È passato poco più di un anno da quando si è registrato il primo caso di Covid-19 nella provincia cinese dello Hubei. Dopo 12 mesi, la Cina si presenta vincitrice nella battaglia contro il coronavirus, ma nuove rivelazioni rischiano di adombrarne gli sforzi.

La Cnn è venuta in possesso di un rapporto classificato come «documento interno da mantenere riservato», secondo cui la Cina non avrebbe riportato i dati reali sull’epidemia, almeno nella prima fase della diffusione del virus nello Hubei.

Si tratta dell’inchiesta «Wuhan Files», un documento di 117 pagine ottenuto dall’emittente tv grazie a una fonte interna al Centro provinciale dell’Hubei per il controllo e la prevenzione delle malattie, che mette nero su bianco quanto caotica sia stata la gestione dell’epidemia da parte del Pcc.

Il rapporto, verificato da sei esperti indipendenti, ma non confermato dalla Commissione sanitaria nazionale cinese e dalla Commissione sanitaria dell’Hubei, fa luce su due date rilevanti. Il 10 febbraio 2020 le autorità cinesi hanno segnalato 2478 nuovi casi di coronavirus a livello nazionale, ma il leak ottenuto dalla Cnn mostra che solamente nello Hubei si erano registrati 5918 nuovi casi, suddivisi in 2345 pazienti positivi al tampone, 1772 casi diagnosticati attraverso Tac toracica e 1769 soggetti con sintomi sospetti per Covid-19.

Qualche giorno prima, il 20 gennaio, il presidente cinese Xi Jinping, in un discorso trasmesso in tv, aveva rassicurato il Paese sulla gestione dell’emergenza sanitaria, confermando di aver dato istruzioni all’apparato del Pcc per la lotta all’epidemia già il 7 gennaio.

Ma a smentire il Partito è stato un documento ottenuto lo scorso aprile dall’Ap, secondo cui Pechino ha atteso solo il 20 gennaio prima prendere provvedimenti per fronteggiare la diffusione del virus, dopo aver ricevuto una documentazione segreta interna il 14 gennaio. In quei sei giorni nulla di concreto si è fatto, mentre i cinesi si spostavano da una parte all’altra del Paese per le celebrazioni del capodanno lunare.

Un altro elemento evidenziato dai «Wuhan Files» è la lentezza con cui sono stati diagnosticati i pazienti positivi: all’inizio del mese di marzo, erano necessari circa 23 giorni da quando un paziente mostrava i primi sintomi alla conferma della diagnosi. Un lasso di tempo determinante che, se gestito in maniera efficiente, avrebbe limitato la diffusione di contagi.

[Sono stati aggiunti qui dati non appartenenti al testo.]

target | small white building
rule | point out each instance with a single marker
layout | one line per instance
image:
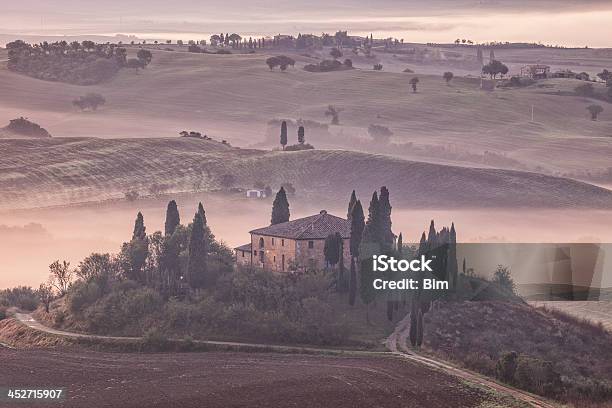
(255, 193)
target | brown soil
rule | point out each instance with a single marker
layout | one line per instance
(94, 379)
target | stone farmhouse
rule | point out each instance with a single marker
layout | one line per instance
(294, 245)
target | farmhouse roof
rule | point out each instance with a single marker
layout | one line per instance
(245, 247)
(317, 226)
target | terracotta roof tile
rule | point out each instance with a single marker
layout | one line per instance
(314, 227)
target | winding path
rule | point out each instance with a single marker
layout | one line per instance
(396, 343)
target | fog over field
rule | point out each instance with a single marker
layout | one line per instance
(572, 23)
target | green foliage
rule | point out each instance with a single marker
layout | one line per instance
(91, 101)
(155, 339)
(173, 219)
(280, 208)
(23, 297)
(503, 278)
(25, 127)
(495, 68)
(82, 64)
(197, 268)
(506, 367)
(594, 110)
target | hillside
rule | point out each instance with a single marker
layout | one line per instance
(234, 96)
(36, 173)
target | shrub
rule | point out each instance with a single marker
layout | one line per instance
(537, 376)
(82, 295)
(22, 297)
(155, 340)
(327, 66)
(380, 133)
(89, 101)
(506, 367)
(23, 126)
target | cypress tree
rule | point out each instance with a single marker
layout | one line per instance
(202, 213)
(197, 256)
(280, 208)
(387, 236)
(400, 244)
(284, 134)
(173, 218)
(139, 228)
(357, 227)
(341, 278)
(330, 250)
(352, 202)
(372, 232)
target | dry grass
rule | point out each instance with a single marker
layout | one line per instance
(233, 97)
(61, 171)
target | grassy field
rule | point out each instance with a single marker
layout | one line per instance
(233, 97)
(38, 173)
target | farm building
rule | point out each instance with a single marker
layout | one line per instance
(294, 245)
(256, 193)
(536, 71)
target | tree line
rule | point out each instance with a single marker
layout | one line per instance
(84, 63)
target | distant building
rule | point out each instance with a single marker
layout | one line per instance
(536, 71)
(564, 73)
(294, 245)
(256, 193)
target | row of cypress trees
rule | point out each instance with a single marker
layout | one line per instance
(174, 261)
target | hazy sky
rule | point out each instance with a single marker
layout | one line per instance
(572, 23)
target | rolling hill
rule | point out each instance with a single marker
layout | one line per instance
(234, 96)
(35, 173)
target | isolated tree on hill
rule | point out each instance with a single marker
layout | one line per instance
(495, 68)
(605, 75)
(330, 250)
(144, 56)
(283, 134)
(197, 267)
(372, 231)
(448, 76)
(352, 202)
(91, 101)
(594, 110)
(45, 294)
(400, 244)
(335, 53)
(61, 276)
(334, 113)
(357, 227)
(173, 218)
(413, 82)
(280, 208)
(139, 227)
(202, 213)
(384, 207)
(137, 250)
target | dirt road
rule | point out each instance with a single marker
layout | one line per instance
(429, 376)
(398, 344)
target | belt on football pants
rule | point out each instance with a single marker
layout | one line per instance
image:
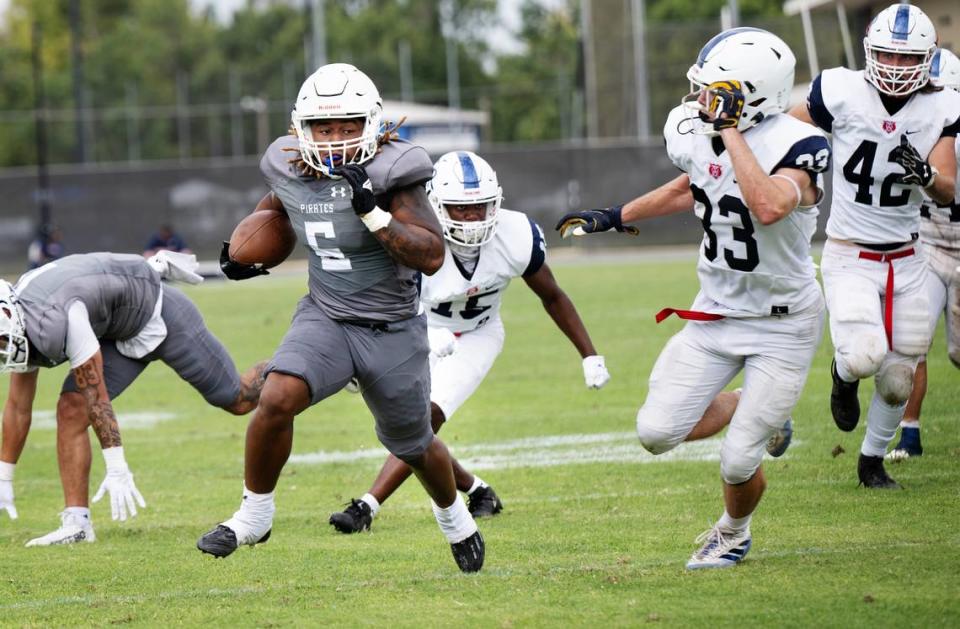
(689, 315)
(888, 297)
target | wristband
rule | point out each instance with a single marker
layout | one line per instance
(796, 187)
(376, 219)
(113, 457)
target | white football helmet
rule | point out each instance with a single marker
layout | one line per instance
(465, 178)
(14, 348)
(759, 60)
(335, 91)
(945, 70)
(901, 29)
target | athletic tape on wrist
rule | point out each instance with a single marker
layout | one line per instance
(113, 457)
(376, 219)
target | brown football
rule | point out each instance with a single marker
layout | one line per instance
(265, 237)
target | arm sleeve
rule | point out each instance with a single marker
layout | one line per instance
(952, 130)
(82, 342)
(817, 108)
(538, 251)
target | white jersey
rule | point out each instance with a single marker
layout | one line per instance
(940, 226)
(461, 301)
(747, 269)
(868, 207)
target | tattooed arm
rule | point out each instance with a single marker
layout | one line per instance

Ma sono i bilanci delle vittime a mostrare la discordanza tra quanto è stato reso noto ufficialmente dal Pcc a quanto è presente nel rapporto ottenuto dalla Cnn. Il 7 marzo, la seconda data rilevante per il leak, nell’Hubei sono state segnalate 2986 vittime dall’inizio della epidemia, mentre nel rapporto sono riportati 3456 decessi. Ma la contezza del Pcc sull’epidemia è stata probabilmente pregiudicata da un’altra emergenza sanitaria, esplosa lo scorso dicembre.

Secondo i «Wuhan Files», nello Hubei c’è stata un’influenza molto violenta, con un numero di casi 20 volte superiore rispetto all’anno precedente. I leader cinesi sono stati i primi ad affrontare l’epidemia, implementando una serie di restrizioni draconiane intese a frenare la diffusione del virus.

Per questo Pechino nega ogni accusa di poca trasparenza. E lo fa soprattutto con gli Usa. Forse, per difendersi da queste ultime rivelazioni, la Cina utilizzerà uno studio pubblicato lunedì dall’Oxford Academic, secondo cui è stata rilevata la presenza di anticorpi al Covid-19 in 106 campioni di sangue su 7389, raccolti da donatori in nove Stati degli Usa tra il 13 dicembre 2019 e il 17 gennaio 2020.